В Петровых словах не было ни капли логики. Провозглашал опять-таки не Сашко, а он. И это рассмешило Долину. И примирило с Петром. Он снял и бросил на подоконник фартук, повязал галстук.

– Ну хорошо, давай свою куклу. Повожу ее за руку. Только ты того… не долго. Часа два я уж вам, – он нарочно сказал «вам», а не «ей», – пожертвую, но не больше.

Сашко запер мастерскую, и они вышли на крыльцо.

– Слушай, а для чего ей провожатый? Разве она одна не может ходить? – с досадой спросил Долина.

– Понимаешь, у нее не глаза, а блюдца, – слегка смутился Петро. – И она их на все вытаращивает. Не дай бог, попадет под машину. Или заблудится.

Долина вздохнул и больше не спорил.

…Девушка ждала Примака у руин Успенской церкви, куда он велел ей прийти после выставки. Едва взглянув на нее, Сашко понял, что Петро точно и исчерпывающе охарактеризовал ее. Она и вправду напоминала куклу: красивая, с округлым личиком, большими синими глазами, длинными ресницами, малиновыми губами и аккуратным точеным подбородком. И вся она была на удивление складная: красивые полные руки, плавные линии плеч и талии, хотя немного и пухловата и ноги не совсем «современные»: не длинные и тонкие, а крепкие, с округлыми сильными коленями.
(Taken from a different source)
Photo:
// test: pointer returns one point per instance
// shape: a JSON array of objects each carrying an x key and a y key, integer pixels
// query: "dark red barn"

– Это и есть Люся. Первая красавица на все наши Ковши, – балагурил Примак. – Она окончила училище культпросвета, так что, думаю, обмен художественными ценностями будет вам полезен. Люся долго не получала распределения, но вот теперь устроилась. Едет в Полесский район. Ясное дело, этот район моментально выйдет на передовые позиции в республике по культуре.
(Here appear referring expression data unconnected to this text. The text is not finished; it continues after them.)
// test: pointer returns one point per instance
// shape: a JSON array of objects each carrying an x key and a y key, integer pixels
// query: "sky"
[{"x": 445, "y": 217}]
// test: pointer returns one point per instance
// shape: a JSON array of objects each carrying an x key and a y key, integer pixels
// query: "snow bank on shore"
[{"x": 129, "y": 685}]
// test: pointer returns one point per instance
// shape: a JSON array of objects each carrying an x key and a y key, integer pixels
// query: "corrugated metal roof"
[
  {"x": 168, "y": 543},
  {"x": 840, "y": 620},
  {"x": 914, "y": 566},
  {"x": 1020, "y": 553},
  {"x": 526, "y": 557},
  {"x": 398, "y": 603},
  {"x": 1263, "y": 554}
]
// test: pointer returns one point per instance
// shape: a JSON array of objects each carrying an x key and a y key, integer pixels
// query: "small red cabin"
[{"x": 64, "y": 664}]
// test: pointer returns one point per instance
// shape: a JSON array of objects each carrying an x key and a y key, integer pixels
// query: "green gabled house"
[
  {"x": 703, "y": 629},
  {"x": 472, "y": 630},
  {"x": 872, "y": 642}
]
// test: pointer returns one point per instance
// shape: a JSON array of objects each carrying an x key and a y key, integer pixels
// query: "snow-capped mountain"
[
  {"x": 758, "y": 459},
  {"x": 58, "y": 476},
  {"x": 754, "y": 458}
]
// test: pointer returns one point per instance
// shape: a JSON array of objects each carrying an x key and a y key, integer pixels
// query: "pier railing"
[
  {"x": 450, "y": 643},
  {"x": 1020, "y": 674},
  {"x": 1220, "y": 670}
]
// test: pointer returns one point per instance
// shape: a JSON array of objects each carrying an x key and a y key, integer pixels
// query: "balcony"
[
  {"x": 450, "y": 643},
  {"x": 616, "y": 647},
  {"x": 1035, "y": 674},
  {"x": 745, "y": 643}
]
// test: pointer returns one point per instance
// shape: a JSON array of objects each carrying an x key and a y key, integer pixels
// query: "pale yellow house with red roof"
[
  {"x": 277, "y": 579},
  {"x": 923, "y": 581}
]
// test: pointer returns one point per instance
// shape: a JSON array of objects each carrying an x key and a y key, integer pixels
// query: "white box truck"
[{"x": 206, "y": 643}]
Люся так смутилась, что долго не замечала протянутой ей руки. А когда заметила, смутилась еще пуще и вспыхнула до кончиков ушей. Сашку показалось, что из глаз ее вот-вот брызнут слезы, и он поспешил на защиту:

– Вы, Люся, не слушайте этого балабона. Хоть он и ваш сосед, но еще в бытность студентом упал с предназначенного не ему пьедестала, и с того времени у него голова не в порядке. У нас в группе ему поручали заговаривать зубы преподавателям, когда мы не были готовы к семинару. И Петро, бывало, как сыпанет вопросами, один другого примитивней. Но кое-кого из почтенных профессоров все же доводил до помрачения рассудка.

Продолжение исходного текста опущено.